Aber wenn man mit Zürchern über ihre Stadt diskutiert, endet dies gewöhnlich im Superlativ. Ginge es nach ihnen, wäre Zürich die schönste Stadt, hätte das beste Schulsystem und den besten Fussballclub sowieso – wobei letzteres diese Saison sogar stimmt. Diese Selbstsicherheit wird im Rest der Schweiz gewöhnlich als «Zürcher Arroganz» abgestempelt. In einem Land, wo Bescheidenheit und Zurückhaltung gelehrt und unsere Volkshelden für ebendiese Attribute verehrt werden, kommt Arroganz gar nicht gut an. Müssen wir uns über den Volksfrieden in unserem Land Sorgen machen?
Als Teilzeitzürcher und Sensler aus Leidenschaft versuche ich, meinen Teil dazu beizutragen und als Vermittler zwischen diesen beiden Kulturen zu agieren.
Zugegeben, auch ich war anfangs gar nicht erfreut, als ich auf mein freundliches «Grüessech» während meinen Wanderungen ein passiv-aggressives Schweigen als Antwort erhielt. Man sei sich aber bewusst, dass die Durchschnittszürcherin während einem normalen Arbeitstag wohl gegen tausend Leuten begegnet. Dass es einfacher ist, einander mit einem passiv-aggressiven Schweigen in der Tram anzustarren, als 1000-mal «Grüezi» zu sagen, ist irgendwo verständlich.
Mit «Grüezi» sind wir schon beim nächsten Punkt, auf den die Zürcher stolz sind: ihren wunderschönen Dialekt. Züridütsch gilt als das Schweizerdeutsch schlechthin. Für die Zürcher ist es so sehr der Standard, dass sie andere Dialekte schlichtweg gar nicht verstehen. Viele Nicht-Zürcher passen sich wohl oder übel dem Dialekt an – und bringen so unbewusst auch zahlreiche «Fremdwörter» in den Dialekt. Dies sorgt dafür, dass der Dialekt zwar als letztes auszusterben droht – gleichzeitig verliert er mit jedem neuen Ausdruck aber ein Stück Seele. Es handelt sich also quasi um eine Art Voldemort unter den Dialekten.
Wo ich die Seele in der Stadt Zürich ebenfalls vermisse, sind die zahlreichen Dorffeste. Zwar gibt es neben einem riesigen Angebot an Ausgangsmöglichkeiten auch das eine oder andere Stadtfest. Diese haben aber nicht den gleichen Charme. Sie können nicht nachvollziehen, wie es ist, auf einem «Grümpù» die Hälfte der Leute zu kennen; sich bei der Fasnacht im Winter zwischen dem letzten Bus um elf Uhr abends oder dem ersten um sechs Uhr morgens entscheiden zu müssen oder die Pflichtschicht hinter der Bar zu leisten, weil die eigene Pfadi damit Geld fürs Lager verdient. Dabei sind doch genau diese Erlebnisse die besten Jugenderinnerungen!

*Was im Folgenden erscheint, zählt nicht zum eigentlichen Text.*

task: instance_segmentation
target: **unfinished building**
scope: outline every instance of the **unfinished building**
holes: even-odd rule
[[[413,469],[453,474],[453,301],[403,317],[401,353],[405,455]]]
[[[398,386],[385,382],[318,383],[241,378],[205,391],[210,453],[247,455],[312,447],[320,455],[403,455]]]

Summa summarum sollten wir das nächste Mal, wenn wir der Zürcher Arroganz begegnen, einfach ein bisschen Mitleid haben: Mitleid darüber, dass sie eine freundliche Geste wie das Grüssen einfach verlernt haben; Mitleid darüber, dass ihre Sprache sich leider immer mehr zum Bösewicht aus Harry Potter entwickelt; und nicht zuletzt Mitleid über die verpassten Erlebnisse der Stadtjugend.
PS: Beim vorangehenden Text handelt es sich um einen hundertprozentig subjektiven Sachverhalt ohne Garantie, dass sich darin auch objektive Elemente eingeschlichen haben. Sollte sich ein Städter dadurch angegriffen fühlen, so empfehle ich das erneute Durchlesen mit ein wenig Humor. Sollten Personen sich im Text wiedererkennen, so grüsse ich diese herzlich.
PPS: Ich danke allen Leserinnen und Lesern für das Interesse an meinen bisherigen Blogbeiträgen und für die lieben Kommentare. Jetzt geht es für mich erst mal in die Lern- und Prüfungsphase. Hoffen wir aufs Beste, damit ich auch weiterhin über Erlebnisse aus Zürich und der ETH berichten kann.